Tuesday, November 20, 2012

A Blog Tour of Magic Most Foul: Guest Blog with Leanna Renee Hiber


 Today Leanna drops by MPB during her Natalie Stewart blog tour to describe what it’s like to be a working actress while also writing a bestselling book:


I wear many different hats. And I don’t just mean cute little Victorian hats, though I do have quite a collection. I’ve always been a Jack of All Trades and it’s my varying interests that have kept me busy, employed in the arts and happy in always having a project or two to work on. 

The trick to doing anything well is time and discipline, it’s very hard to juggle theatrical pursuits and writing and promoting your books full time. I have to pick and choose and shift focus. While I was a full time professional actress on stage in various regional theatre productions around the country, my writing took a back seat. Today my writing is at the foreground and I do theatrical and/or film projects sporadically. 

The ability to shift focus from one priority to another depending on deadlines is a skill I’ve been trying to sharpen forever. The biggest challenge is self-discipline of one’s own time. It’s something I struggle with day in and day out. 

Storytelling is at the core of all my interests, and while I’m very selective now about the stories I tell and the mediums I use to tell them, I’m blessed to have several different avenues to pursue the stories that intrigue me. One of the most fascinating ways that my worlds have blended is in adapting my first novel into a musical theatre production with Broadway talent on board.
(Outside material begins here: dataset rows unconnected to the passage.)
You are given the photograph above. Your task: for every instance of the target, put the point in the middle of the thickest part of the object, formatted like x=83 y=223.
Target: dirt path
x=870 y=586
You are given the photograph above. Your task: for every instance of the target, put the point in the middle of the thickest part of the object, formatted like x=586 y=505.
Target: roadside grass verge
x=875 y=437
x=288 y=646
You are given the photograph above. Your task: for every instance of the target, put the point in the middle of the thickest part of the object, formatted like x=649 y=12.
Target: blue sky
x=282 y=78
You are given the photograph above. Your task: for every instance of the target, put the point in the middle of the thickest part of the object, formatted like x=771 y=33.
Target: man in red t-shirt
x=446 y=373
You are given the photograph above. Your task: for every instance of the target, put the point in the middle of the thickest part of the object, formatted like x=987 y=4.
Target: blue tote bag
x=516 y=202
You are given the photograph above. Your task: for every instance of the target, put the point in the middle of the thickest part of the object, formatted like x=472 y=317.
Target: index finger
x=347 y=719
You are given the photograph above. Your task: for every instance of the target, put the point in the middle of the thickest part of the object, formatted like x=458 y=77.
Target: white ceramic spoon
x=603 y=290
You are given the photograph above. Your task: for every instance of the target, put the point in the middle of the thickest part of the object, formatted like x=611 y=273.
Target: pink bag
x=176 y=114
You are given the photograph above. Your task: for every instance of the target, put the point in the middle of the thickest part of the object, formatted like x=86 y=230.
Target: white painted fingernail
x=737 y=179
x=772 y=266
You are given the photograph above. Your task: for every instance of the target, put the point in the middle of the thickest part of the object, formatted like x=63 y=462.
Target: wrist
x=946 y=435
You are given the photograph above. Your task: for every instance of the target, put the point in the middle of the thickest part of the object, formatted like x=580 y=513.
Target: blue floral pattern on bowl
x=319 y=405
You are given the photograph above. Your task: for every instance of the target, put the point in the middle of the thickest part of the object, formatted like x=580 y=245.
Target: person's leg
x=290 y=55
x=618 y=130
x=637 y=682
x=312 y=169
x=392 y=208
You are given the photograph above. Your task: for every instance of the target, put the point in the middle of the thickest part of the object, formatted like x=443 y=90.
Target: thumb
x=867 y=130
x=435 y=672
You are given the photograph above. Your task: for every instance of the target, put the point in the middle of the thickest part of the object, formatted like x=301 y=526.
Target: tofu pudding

My time as an actress and brief stints as a playwright made it easier for the production company behind the musical adaptation of The Strangely Beautiful Tale of Miss Percy Parker to approach me to be on the collaboration team. 


I’m uniquely suited as having experience in all these fields to weave a story together in an entirely new medium, a show. And it’s that process of adaptation and collaboration that then allows me to have fresh insights and new tricks to make an engaging story come to life when I return to my novels, such as THE TWISTED TRAGEDY OF MISS NATALIE STEWART.